Mangal Başı Comics’ten Mayın Tarlası

Orkun Bozkurt’un hikâyelerinin ardından ince bacaklı atlar koşuyor. Hem hızlı hem de ufak dokunuşların bol olduğu çizgi romanların sahibi kendisi. Bu çizgi romanları bir kere okumak yetmeyebilir; ilk turda okunur, ikincide izlenilir, belki üçüncü turda kana karışır. Mayın Tarlası ise son parçası, kanıma geçiş evrelerimi anlatayım.

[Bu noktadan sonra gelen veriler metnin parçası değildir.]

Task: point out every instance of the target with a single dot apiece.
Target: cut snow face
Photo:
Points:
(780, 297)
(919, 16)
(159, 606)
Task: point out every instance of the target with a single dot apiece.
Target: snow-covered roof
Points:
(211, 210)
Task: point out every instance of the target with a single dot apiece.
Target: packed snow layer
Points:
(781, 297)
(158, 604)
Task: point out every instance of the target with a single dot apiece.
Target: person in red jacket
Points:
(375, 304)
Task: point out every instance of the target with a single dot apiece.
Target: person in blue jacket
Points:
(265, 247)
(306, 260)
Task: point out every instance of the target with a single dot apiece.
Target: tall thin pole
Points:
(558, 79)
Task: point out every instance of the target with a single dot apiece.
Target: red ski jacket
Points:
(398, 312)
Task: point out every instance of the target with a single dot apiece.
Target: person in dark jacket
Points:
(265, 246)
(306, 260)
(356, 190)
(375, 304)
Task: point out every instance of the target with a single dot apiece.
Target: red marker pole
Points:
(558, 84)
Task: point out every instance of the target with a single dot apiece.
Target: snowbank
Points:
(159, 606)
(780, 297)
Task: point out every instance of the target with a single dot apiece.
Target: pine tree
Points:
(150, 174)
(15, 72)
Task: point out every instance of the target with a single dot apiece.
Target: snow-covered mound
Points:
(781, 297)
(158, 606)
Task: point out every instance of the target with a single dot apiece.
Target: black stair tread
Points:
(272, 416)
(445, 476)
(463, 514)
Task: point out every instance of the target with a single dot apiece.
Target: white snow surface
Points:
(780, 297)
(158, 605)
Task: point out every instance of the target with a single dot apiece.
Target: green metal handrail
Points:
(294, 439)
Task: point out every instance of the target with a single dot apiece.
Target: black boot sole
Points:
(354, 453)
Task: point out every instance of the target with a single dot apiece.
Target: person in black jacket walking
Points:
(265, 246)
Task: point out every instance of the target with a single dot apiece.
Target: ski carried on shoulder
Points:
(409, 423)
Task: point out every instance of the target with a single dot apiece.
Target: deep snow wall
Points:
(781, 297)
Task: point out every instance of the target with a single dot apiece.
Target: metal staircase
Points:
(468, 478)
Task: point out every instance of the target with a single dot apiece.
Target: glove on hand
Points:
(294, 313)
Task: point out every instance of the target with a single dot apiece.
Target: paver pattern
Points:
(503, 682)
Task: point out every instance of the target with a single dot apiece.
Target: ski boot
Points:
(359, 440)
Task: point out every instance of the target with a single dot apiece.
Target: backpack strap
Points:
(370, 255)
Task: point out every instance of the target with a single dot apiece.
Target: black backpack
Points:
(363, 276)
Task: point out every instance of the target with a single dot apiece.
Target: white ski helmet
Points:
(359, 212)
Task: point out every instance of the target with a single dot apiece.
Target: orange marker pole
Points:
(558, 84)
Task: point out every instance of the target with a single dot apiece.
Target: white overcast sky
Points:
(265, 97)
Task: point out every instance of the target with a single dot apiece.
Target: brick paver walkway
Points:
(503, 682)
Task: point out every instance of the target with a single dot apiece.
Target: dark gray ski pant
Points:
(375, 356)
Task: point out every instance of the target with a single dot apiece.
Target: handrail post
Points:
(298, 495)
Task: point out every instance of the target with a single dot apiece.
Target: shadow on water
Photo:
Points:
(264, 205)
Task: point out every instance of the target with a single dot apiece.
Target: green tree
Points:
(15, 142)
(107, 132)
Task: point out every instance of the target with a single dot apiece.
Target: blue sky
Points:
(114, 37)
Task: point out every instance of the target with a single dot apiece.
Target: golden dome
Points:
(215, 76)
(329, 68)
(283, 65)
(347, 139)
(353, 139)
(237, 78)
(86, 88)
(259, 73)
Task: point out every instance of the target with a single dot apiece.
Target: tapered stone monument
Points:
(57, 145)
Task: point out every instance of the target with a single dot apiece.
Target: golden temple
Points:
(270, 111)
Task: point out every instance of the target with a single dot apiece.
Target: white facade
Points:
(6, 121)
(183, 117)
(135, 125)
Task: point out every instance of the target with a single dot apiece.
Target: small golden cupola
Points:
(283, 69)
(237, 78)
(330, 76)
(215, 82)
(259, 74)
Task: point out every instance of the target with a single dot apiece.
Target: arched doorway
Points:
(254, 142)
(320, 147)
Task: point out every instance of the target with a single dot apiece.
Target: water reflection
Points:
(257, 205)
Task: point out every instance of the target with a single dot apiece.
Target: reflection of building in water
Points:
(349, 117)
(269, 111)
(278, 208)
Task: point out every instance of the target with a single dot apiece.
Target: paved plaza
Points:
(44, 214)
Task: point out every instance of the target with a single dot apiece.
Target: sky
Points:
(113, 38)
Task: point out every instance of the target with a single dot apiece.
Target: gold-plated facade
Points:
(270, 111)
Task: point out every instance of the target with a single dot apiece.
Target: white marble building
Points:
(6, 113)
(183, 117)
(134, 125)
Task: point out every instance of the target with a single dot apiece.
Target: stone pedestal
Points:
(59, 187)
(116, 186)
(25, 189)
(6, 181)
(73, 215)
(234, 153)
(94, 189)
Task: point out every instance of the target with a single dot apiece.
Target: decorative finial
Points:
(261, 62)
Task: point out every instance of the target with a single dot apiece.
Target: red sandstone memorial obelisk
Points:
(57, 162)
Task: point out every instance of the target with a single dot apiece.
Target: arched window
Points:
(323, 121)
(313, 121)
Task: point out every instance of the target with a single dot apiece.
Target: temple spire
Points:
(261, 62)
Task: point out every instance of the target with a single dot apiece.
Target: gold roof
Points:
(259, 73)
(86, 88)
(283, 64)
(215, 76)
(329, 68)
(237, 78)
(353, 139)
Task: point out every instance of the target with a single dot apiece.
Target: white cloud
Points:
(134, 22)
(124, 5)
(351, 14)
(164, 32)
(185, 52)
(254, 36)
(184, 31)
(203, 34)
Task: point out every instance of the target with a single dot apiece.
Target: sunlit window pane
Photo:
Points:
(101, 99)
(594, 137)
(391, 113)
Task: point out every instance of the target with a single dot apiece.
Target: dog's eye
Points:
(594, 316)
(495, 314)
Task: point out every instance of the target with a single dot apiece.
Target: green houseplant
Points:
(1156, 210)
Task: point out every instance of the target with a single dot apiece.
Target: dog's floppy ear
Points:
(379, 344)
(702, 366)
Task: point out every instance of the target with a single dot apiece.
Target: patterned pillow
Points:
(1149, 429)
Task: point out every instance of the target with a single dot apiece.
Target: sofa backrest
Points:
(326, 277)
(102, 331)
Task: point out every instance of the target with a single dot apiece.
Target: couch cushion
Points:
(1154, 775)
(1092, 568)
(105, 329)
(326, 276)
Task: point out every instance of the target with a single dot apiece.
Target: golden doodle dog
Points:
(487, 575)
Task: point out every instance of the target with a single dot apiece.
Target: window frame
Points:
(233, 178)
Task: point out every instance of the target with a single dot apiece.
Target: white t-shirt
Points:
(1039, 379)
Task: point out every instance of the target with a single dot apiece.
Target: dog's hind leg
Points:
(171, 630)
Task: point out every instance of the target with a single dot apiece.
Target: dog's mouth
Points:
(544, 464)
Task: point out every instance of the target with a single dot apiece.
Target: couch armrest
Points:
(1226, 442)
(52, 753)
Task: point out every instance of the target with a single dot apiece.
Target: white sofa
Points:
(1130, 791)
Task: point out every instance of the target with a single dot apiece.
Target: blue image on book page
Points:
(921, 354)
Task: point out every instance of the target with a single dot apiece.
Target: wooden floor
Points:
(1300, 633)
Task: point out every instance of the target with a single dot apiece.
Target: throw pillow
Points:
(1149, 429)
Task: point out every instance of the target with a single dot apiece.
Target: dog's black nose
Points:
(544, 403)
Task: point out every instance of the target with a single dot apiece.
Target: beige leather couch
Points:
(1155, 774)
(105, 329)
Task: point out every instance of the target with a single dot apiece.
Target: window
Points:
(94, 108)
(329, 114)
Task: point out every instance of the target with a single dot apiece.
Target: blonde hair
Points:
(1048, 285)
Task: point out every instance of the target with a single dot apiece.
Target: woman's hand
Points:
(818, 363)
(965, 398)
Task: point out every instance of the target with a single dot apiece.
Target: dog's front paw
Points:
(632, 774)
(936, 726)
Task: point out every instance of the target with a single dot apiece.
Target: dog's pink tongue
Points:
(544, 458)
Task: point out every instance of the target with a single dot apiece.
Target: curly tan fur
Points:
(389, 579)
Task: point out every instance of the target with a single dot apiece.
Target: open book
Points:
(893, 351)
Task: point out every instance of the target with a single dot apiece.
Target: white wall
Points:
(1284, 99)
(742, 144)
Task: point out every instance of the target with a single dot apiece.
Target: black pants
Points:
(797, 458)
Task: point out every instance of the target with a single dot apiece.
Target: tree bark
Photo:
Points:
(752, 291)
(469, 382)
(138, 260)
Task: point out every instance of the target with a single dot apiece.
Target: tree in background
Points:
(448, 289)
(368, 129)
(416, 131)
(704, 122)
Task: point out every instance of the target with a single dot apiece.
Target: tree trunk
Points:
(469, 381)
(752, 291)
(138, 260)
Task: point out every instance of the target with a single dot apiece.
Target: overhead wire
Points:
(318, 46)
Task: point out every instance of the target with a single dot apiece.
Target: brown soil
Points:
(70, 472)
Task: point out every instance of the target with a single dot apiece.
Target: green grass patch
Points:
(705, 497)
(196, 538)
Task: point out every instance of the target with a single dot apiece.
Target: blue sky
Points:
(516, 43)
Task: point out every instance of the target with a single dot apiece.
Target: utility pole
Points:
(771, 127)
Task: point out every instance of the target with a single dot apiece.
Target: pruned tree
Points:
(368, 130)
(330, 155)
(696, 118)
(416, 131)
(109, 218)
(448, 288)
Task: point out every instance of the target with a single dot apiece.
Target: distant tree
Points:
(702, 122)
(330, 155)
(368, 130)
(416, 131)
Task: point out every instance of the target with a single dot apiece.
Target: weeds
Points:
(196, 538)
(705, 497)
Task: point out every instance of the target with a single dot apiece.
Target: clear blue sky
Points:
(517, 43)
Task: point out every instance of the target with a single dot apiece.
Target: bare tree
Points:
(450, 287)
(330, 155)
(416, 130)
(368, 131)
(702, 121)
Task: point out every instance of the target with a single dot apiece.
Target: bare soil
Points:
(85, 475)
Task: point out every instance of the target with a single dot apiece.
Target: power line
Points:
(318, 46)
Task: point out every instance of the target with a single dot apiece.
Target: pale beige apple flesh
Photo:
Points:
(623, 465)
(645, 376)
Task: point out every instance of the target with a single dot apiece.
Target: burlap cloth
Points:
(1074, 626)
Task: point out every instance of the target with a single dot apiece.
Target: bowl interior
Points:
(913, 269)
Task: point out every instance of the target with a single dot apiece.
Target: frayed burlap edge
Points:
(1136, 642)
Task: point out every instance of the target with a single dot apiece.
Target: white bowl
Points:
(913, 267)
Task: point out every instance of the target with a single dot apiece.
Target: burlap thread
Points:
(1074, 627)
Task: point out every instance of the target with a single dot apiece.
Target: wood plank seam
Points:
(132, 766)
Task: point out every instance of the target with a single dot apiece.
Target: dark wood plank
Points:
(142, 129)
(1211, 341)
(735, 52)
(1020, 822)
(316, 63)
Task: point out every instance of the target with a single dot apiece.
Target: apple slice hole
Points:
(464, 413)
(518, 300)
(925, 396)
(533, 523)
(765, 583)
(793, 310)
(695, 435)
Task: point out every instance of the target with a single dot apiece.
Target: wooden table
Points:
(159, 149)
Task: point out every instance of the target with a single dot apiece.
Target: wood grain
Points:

Amerikan havalı hikâyelerin yerli ve eski model karakterler tarafından işlenmesi belki de hikâyelerinin ortak noktalarından birisi. Mayın Tarlası’nda ise Behçet ve Saffet’in başından geçen acayip halleri izliyoruz. Çılgın icatları ile yılbaşı gecesine damga vurmayı hedefleyen ikili tutunamamış bir kartopu makinesinin peşinden giderler ve dolambaçlı bir yolda oradan oraya savrulurlar. Ve bu hikâyeyi okurken sonraki sayfada ne olabileceğine dair en ufak tahmin yürütmek imkânsız denilebilir. Hipnoz olmuşçasına şuursuz bir hâlde okumanın daha tatmin edici olduğunu düşünüyorum.
Mayın Tarlası’nda yıllanmış bir bilinmezin de cevabı var: “Hey Corç versene borç.”

orkun 2

 

Mayın Tarlası sinematografik bakış açısına sahip bir ürün. Sahne geçişleri, yan çizimler, hareketi ve duyguyu veren her figürüyle okurken kendini o hengâmenin içinde buluyor insan. Hele ki “dıkş, gopaz gopaz, gümp, hırş” gibi seslerle de içses kendini bir gürültünün içinde buluyor. Çizgi roman dış dünyaya dâhil oluyor.

Mayın Tarlası’nın en acıklı kısmı belki de 15 sayfada bitiyor olması. Çünkü devam etse sonsuza kadar okunabilir. Hem böyle daldan dala atlayan hem de hiçbir zaman hikâyeden kopmaya izin vermeyen bir çizgi romanın başarılı olduğunu düşünüyorum.

Mayın Tarlası’nı dehşetle tavsiye ederim, eline sağlık Orkun.